Dianthus Shares Preclinical Data for Phase II Neuromuscular Candidate

Dianthus Therapeutics, a clinical-stage biotechnology company, has unveiled promising preclinical data for its investigational drug DNTH103, currently being tested for generalized myasthenia gravis (gMG) and chronic demyelinating polyneuropathy (CIDP). The data were presented at the European Academy of Neurology (EAN) 2024 Congress in Helsinki, Finland.

Investigations into the blood samples of three gMG patients revealed that DNTH103 achieved a reduction in the fatigue index by 24.8% to 27.8% from baseline. This index is crucial as it reflects improvements in neurotransmission and muscle contraction. Myasthenia gravis is an autoimmune disorder characterized by muscle weakness and fatigue due to impaired communication between nerves and muscles.

Another dataset examined the blood of CIDP patients, indicating that the highest dose of DNTH103 tested successfully restored neuronal conduction velocity.
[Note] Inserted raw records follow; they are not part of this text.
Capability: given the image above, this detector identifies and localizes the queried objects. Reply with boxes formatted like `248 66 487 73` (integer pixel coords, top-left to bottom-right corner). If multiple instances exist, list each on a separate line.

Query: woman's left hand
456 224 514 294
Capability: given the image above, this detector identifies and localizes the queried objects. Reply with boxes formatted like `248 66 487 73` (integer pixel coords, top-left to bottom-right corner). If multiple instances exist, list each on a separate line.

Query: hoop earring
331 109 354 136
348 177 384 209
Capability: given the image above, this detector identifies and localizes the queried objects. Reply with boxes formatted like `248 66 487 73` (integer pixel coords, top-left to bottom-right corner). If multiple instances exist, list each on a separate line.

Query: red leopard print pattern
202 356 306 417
CIDP is a neurological condition marked by progressive weakness and deteriorating sensory function in the limbs due to inflammation in peripheral nerves.

The preclinical findings also suggested that DNTH103 could be developed into a patient-friendly treatment, allowing infrequent subcutaneous (SC) self-administration. DNTH103 is a fully human IgG4 monoclonal antibody that inhibits C1s, a protein active in the inflammation-promoting classical complement pathway. This pathway typically helps clear microbes and damaged cells but is implicated in some autoimmune diseases.

These promising results support Dianthus’s ongoing Phase II clinical study, known as the MaGic trial (NCT06282159). Launched in February 2024, this trial plans to enroll 60 gMG patients who are positive for anti-acetylcholine receptor (AChR) antibodies. Participants will receive DNTH103 via SC injections every two weeks, with topline data anticipated in the second half of 2025.

Additionally, the US Food and Drug Administration (FDA) recently approved Dianthus to launch a Phase II trial of DNTH103 for treating multifocal motor neuropathy (MMN), with initial results expected in the second half of 2026. Dianthus is also planning another Phase II study for CIDP in the latter half of 2024.

In a related development, in October 2023, the FDA approved UCB’s ZILBRYSQ (zilucoplan) for treating adults with gMG who are AChR antibody-positive. ZILBRYSQ acts as a targeted peptide inhibitor of complement component 5 (C5). However, according to Dianthus CEO Marino Garcia, C5 inhibitors carry an increased risk of serious bacterial infections.

Garcia stated, “We aim to demonstrate that DNTH103 may become a best-in-class classical complement pathway inhibitor. Our goal is to provide effective and consistent symptom control for individuals with neuromuscular conditions through infrequent self-administration, without inhibiting the alternative and lectin pathways that play a critical role in infection defense.”

DNTH103’s ability to potentially offer a less frequent, self-administered treatment option could significantly enhance the quality of life for patients suffering from these debilitating neuromuscular conditions.